Monday, 2 June 2014

Long Gone

8:05am. Five days a week, I wait at this very same spot at 8:05am. On Monday, the same single mother and her two children stand alongside me. On Tuesday, the same two silver-headed pensioners have the same discussion. On Wednesday, the same teenaged boy wearing a hoodie and covering his head. I could go on, but I won't. Life these days seems to pass in a blur

I had hopes, hopes of being successful. Hopes of being able to buy my sister a present on her birthday. Hopes of living life, not surviving it. My father would always sit with me, tell me how he had high expectations. He'd make me feel motivated, or for the very moment at least. For the moment he took the time to sit down with me. But that night he took me fishing, he broke, told me he was no good.

I didn't know what to say. I could only listen and watch the carp gulp flies. I can remember my mother howling in the kitchen. I saw my sister draw a man's face on the living room wall. That was the moment I put my dreams on hold. This factory work wasn't meant to last forever. I could picture the Autumn leaves that had begun to fall onto the grass outside my house. I can also recall the trees standing bare in the Autumn breeze. This world was definitely no wish-granting factory.

I never asked for much. Only one thing, support. Spiritual support. Someone to assure me that I was following the right path. My father couldn't cope, however. He could no longer support himself let alone his own son. I had put my father in crippling financial condition, my family was in catastrophic condition.
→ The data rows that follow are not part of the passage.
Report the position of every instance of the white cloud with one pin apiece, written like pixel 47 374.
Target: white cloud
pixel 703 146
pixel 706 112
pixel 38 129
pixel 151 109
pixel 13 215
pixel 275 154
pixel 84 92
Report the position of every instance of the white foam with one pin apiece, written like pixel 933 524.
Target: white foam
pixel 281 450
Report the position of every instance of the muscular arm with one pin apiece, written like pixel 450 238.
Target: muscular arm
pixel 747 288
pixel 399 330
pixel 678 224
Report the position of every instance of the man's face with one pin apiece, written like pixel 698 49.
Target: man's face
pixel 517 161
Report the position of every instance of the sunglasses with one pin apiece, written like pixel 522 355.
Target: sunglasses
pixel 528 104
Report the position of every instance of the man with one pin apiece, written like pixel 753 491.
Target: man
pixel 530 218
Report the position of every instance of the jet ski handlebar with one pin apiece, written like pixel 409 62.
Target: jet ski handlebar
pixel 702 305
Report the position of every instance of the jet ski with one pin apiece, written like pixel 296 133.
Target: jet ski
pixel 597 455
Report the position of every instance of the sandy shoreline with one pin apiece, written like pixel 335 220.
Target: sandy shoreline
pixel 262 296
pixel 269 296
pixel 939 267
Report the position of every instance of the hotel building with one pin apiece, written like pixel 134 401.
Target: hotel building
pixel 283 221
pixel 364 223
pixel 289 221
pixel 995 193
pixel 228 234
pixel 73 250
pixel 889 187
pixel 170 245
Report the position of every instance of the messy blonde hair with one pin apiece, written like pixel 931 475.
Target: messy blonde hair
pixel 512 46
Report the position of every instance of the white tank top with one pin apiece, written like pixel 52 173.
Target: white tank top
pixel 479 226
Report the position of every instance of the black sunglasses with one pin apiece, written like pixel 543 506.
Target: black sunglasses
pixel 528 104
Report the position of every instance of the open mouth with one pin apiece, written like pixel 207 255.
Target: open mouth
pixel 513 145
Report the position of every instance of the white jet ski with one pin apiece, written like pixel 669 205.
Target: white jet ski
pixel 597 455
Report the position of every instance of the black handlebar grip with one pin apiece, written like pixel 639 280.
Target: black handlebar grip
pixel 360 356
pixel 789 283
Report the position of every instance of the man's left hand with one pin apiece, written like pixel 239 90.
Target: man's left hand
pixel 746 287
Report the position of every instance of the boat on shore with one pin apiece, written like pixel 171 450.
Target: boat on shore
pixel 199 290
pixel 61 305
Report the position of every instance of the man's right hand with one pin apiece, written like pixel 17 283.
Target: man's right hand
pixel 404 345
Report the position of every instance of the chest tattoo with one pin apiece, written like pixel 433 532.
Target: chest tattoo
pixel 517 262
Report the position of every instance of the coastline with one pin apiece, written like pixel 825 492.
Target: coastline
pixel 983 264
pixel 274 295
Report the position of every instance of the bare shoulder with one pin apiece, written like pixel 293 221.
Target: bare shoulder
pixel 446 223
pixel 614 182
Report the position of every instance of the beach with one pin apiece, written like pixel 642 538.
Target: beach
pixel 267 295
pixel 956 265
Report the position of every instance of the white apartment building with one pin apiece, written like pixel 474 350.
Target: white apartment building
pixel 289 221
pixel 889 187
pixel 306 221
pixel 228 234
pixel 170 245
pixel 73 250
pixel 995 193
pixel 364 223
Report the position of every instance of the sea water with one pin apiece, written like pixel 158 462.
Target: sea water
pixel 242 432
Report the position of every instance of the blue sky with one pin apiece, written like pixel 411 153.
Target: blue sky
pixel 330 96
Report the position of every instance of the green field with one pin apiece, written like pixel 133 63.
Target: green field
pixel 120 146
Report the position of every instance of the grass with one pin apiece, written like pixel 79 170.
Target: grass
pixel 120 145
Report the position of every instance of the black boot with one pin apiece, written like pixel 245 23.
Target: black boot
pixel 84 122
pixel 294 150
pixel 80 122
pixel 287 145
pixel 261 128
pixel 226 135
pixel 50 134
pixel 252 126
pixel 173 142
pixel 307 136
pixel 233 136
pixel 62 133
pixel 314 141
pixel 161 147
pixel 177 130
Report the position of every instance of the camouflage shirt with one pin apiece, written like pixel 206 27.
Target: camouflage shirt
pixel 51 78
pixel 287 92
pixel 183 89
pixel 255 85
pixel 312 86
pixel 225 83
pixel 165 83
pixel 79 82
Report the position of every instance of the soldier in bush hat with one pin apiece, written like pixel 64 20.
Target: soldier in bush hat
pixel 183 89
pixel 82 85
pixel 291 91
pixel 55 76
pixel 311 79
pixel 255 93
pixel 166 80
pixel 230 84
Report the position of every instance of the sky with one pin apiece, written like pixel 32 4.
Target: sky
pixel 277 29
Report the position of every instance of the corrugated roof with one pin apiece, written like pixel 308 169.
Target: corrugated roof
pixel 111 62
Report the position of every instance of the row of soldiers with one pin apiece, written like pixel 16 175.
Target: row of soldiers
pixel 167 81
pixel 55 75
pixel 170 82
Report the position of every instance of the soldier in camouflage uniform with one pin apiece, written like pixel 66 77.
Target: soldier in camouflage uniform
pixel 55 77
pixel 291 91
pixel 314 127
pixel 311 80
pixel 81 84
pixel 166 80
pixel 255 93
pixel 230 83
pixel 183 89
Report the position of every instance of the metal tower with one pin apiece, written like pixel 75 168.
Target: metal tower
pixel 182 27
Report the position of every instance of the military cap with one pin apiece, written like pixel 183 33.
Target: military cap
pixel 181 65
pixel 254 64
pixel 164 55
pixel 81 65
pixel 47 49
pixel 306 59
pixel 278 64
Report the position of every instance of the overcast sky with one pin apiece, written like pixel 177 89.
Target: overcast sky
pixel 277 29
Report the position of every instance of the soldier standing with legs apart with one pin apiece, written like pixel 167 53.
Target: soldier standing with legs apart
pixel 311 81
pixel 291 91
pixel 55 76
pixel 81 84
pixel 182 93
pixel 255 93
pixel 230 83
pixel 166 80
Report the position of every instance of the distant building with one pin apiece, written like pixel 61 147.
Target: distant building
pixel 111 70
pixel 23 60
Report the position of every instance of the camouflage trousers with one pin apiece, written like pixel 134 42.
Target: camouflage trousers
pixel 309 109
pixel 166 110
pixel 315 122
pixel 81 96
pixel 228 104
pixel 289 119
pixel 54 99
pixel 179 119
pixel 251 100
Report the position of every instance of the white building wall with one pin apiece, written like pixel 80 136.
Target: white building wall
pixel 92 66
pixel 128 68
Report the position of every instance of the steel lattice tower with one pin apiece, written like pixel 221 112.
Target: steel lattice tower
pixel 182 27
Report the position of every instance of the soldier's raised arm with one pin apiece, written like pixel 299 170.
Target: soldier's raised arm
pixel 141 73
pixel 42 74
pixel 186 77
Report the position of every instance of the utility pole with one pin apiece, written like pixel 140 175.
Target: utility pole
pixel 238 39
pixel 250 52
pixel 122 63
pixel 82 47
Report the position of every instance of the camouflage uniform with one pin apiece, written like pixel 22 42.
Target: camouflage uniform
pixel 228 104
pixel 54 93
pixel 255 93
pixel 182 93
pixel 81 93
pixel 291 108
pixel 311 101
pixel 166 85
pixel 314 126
My dad could simply not afford to keep me in medical school. I had to pull out of my university and move out. I had to let nature take it's course. I was too much pressure on my family, the feelings of guilt were unbearable. I could not cope.

I moved out. 350km away. I found a job as a waiter and realised this is where my destiny was held. I rented a very small room in poor hygienic condition. The wall paint peeling off, like the dying wounds of a scar. A dirty floorboard with black stains in the edges of the room. It was a room not big enough to walk around in a circle without smacking your face into a wall.

I shrink back. I watch as the same two silver-heads have their same discussion. My bus arrives with the same bus driver, every single day at 8:05am. I walk on, buy my ticket, the norm. It's time to get going to work.